Il Foglio – 23 Ottobre 2009

Cinque anni cruciali di relazioni tra l’Italia e la Libia: dall’arrivo al potere di Gheddafi, che in soli undici mesi, avrebbe portato alla brutale espulsione di ventimila italiani, costretti ad abbandonare senza alcun risarcimento un patrimonio valutato intorno ai duecento miliardi di lire dell’epoca; fino a quello storico accordo di cooperazione tra Italia e Libia del 1974 che rese di nuovo i due paesi partner privilegiati, facendo anzi dell’Italia una delicatissima e fondamentale “cerniera”. Da quell’accordo nacque una nuova storia di relazioni che – pur tra alti e bassi, soprattutto legati all’erratica personalità del raìs libico – portò fino al trattato d’amicizia del 2008.

La prefazione è di Angelo Del Boca: massimo storico del colonialismo italiano, e anche suo massimo fustigatore da posizioni di sinistra anticolonialista, anche se sempre rispettoso dell’equanimità storica.

La presentazione del volume ieri a Roma, è stata però organizzata in collaborazione con l’Associazione Italiana Rimpatriati dalla Libia, che a lungo ha esposto valutazioni opposte a quelle di Del Boca. E Giovanna Ortu, presidente dell’Airl, è stata tra gli oratori. Un fatto che segnala un progressivo avvicinamento delle posizioni. Ma ci voleva anche un libro come quello di Varvelli per “rappresentare questo nuovo spirito”. Ricercatore presso l’Istituto per gli Studi di Politica Internazionale (Ispi) di Milano, Varvelli ha infatti compiuto una ricerca certosina tra archivi e documenti diplomatici non al servizio di tesi dì parte ma della verità storica. E di sorprese e rivelazioni ne ha fatte emergere in quantità.

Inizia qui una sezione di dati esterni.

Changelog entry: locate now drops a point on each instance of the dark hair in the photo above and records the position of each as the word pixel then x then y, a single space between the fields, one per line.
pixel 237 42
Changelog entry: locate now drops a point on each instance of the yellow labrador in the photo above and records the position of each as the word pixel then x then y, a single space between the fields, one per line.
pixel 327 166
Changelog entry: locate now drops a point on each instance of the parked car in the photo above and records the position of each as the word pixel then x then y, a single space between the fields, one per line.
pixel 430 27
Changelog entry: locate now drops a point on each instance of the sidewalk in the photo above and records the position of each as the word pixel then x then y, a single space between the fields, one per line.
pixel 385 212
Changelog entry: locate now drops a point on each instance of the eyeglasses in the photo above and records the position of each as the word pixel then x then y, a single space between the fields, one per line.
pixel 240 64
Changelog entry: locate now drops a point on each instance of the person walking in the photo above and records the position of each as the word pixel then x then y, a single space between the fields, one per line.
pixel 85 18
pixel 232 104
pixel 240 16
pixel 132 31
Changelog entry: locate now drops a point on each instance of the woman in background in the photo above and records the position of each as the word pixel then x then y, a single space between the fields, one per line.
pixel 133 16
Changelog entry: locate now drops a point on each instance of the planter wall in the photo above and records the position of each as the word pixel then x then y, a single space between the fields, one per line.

Una su tutte: c’è la possibilità che a provocare la cacciata degli italiani dalla Libia sia stata in realtà la pasticciata visita di tre deputati di sinistra italiani, venuti “a nome del Parlamento” e all’insaputa dell’ambasciata a presenziare, unici occidentali, alle manifestazioni per il ritiro statunitense dalla base di Wheelus nel 1970. Insospettendo però il terzomondista ma anche anticomunista Gheddafi al punto da fargli “intravedere una manovra” obliqua del nostro paese. Insomma, non una vendetta per il fascismo, ma una prevenzione del comunismo. La complementarietà tra le due economie era assoluta. Per questo l’Italia non poté procedere a rappresaglie. Per questo la Libia colpì i coloni che avevano in mano gran parte della piccola impresa, ma senza toccare i grandi interessi, a partire dall’Eni. E la diplomazia italiana a lungo si illuse, non capendo che la distruzione del ceto medio straniero era per Gheddafi un obiettivo irrinunciabile e sperò nella mediazione di Nasser.